MySQL query analysis
Add slow query log output settings, rerun the benchmark, and output the log. If setup is correct, /var/log/mysql/mysql-slow.log will be created.
$ sudo vi /etc/mysql/mysql.conf.d/mysqld.cnf
[mysqld]
slow_query_log = 1
log_slow_queries = /var/log/mysql/mysql-slow.log
long_query_time = 0
$ sudo systemctl restart mysql
$ sudo systemctl restart isubata.nodejs.service
Install pt-query-digest
pt-query-digest is a support tool for aggregating MySQL query logs.
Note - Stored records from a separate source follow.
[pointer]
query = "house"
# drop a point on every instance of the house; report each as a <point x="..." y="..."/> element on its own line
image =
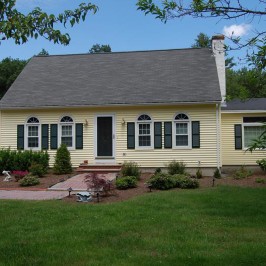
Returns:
<point x="150" y="107"/>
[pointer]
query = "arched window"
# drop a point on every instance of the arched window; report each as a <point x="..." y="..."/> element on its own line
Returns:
<point x="182" y="131"/>
<point x="33" y="133"/>
<point x="66" y="131"/>
<point x="144" y="131"/>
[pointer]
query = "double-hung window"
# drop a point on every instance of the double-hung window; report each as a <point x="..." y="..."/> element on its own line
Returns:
<point x="66" y="128"/>
<point x="181" y="131"/>
<point x="252" y="129"/>
<point x="33" y="133"/>
<point x="144" y="131"/>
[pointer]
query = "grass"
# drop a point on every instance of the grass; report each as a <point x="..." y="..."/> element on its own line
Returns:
<point x="219" y="226"/>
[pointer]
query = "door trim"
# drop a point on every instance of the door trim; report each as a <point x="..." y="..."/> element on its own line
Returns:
<point x="104" y="159"/>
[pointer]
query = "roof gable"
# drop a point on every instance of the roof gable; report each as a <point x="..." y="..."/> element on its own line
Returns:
<point x="127" y="78"/>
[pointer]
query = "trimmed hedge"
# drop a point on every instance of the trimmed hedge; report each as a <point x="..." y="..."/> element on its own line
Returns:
<point x="166" y="181"/>
<point x="126" y="182"/>
<point x="22" y="160"/>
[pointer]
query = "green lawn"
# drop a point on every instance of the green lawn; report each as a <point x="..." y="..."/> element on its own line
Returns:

Note: Installing via apt gives an old version with bugs.
Stack Overflow reference
$ wget percona.com/get/percona-toolkit.tar.gz
$ tar xf percona-toolkit.tar.gz
$ cd percona-toolkit-3.2.0
$ perl Makefile.PL && make && sudo make install
$ sudo pt-query-digest --help
View slow query logs
Use pt-query-digest to analyze slow query logs.
It looks like SELECT * FROM image WHERE name = 'c434098fec37fd0d2c1e646d104220f6ffabbea7.png' is taking very long.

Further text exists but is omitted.